The sweet spot for falling — to put that knot in players’ stomachs without leaving them retching — turned out to be 2.3 seconds of freefall and then a fade to black.

“A lot of our developers and our QA team, god bless them, they have had to endure some really fun experimentation,” Bowman said. He was cagey on how many staffers puked, but noted that during early prototyping, the team had to account for the fact that a developer might have to get out of the thing after about an hour of work due to nausea. Now, level designers work in the visor all day.

“We had people run to the bathroom, though.” Well, if anyone did puke during those early phases of prototyping, it’s between them and their porcelain god.

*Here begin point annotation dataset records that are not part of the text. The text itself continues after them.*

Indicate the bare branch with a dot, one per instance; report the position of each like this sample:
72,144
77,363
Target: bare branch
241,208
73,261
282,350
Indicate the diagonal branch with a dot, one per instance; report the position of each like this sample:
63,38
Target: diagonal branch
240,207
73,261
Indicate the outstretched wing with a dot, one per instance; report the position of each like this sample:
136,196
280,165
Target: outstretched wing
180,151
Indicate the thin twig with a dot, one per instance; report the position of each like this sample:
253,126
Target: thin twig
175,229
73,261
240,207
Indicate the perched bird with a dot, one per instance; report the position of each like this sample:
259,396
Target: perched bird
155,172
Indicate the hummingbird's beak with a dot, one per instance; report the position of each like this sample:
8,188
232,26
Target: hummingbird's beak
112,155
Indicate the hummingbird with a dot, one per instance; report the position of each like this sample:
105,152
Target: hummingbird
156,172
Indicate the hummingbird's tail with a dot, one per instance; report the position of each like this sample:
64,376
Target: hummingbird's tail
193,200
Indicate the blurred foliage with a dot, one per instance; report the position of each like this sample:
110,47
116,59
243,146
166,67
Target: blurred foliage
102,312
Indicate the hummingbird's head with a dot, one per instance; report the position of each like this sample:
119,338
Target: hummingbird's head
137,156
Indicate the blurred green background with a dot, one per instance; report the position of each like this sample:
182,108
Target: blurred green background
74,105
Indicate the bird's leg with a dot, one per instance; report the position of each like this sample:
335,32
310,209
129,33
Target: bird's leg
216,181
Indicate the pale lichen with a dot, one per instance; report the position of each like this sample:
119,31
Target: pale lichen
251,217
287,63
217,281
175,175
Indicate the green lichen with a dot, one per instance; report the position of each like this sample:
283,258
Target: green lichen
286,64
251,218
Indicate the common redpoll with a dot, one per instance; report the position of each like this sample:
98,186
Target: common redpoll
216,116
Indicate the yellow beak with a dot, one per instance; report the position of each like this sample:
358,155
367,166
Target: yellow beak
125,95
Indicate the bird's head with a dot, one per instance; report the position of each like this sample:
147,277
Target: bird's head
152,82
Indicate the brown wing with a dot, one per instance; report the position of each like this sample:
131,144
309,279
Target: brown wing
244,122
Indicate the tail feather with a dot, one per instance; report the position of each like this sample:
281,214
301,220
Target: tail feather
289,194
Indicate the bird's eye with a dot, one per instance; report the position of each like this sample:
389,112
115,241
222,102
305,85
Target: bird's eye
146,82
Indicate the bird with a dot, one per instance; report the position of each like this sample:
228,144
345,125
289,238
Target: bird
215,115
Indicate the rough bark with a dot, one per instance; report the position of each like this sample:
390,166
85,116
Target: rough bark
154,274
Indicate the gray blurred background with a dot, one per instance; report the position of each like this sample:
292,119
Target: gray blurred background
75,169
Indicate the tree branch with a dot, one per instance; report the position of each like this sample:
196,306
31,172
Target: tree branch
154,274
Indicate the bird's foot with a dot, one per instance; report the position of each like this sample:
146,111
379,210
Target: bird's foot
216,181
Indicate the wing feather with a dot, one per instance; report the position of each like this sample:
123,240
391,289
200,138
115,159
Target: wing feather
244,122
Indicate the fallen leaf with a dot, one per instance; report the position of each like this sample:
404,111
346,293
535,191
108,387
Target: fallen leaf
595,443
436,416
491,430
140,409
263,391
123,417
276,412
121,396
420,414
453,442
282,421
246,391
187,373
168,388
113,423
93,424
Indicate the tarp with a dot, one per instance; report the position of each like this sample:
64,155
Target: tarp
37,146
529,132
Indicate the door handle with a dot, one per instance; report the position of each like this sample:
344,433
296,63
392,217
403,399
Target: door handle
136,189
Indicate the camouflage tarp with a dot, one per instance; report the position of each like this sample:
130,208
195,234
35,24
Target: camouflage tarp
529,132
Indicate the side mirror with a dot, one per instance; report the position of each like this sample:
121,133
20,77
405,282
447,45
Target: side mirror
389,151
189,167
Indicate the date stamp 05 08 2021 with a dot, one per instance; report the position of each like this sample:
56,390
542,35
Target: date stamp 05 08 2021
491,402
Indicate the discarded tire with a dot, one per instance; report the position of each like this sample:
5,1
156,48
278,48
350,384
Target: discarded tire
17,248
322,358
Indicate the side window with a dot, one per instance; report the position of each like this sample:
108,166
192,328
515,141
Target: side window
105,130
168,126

Bowman was cagey on just how much stuff would appear in The Climb, too. “We have a set amount of content and we’re well under control as far as delivering that…and we’re going to be expanding that content hopefully in the future as well,” is all I got when I asked about different regions, or weather conditions. As for changes to the time of day, “absolutely.” Beyond the physical interaction and varying locales, the team seems excited for the latent speed run and otherwise competitive angle to satiate the hardcore or give greener climbers something to keep them coming back.

To that end, VR does offer technically bombastic experiences pared down in a way that “non-gamers” might find appealing without being patronizing — like I said, The Climb was simple, but plenty of fun. “When I put a strange controller in your hand and say, ‘Okay, I need you to press this combination of buttons,’ you’ve instantly alienated a lot of people,” Bowman said. The Climb also supports touch controllers and features a, “solution set that works for a variety of different input devices,” so hopefully we’ll be bringing you Donkey Konga free climb speed run videos next year.

As for other simple experiences that turned out to be “inherently fun” in VR that Crytek might want to explore?

“Can’t talk about them yet because we’re going to use them.”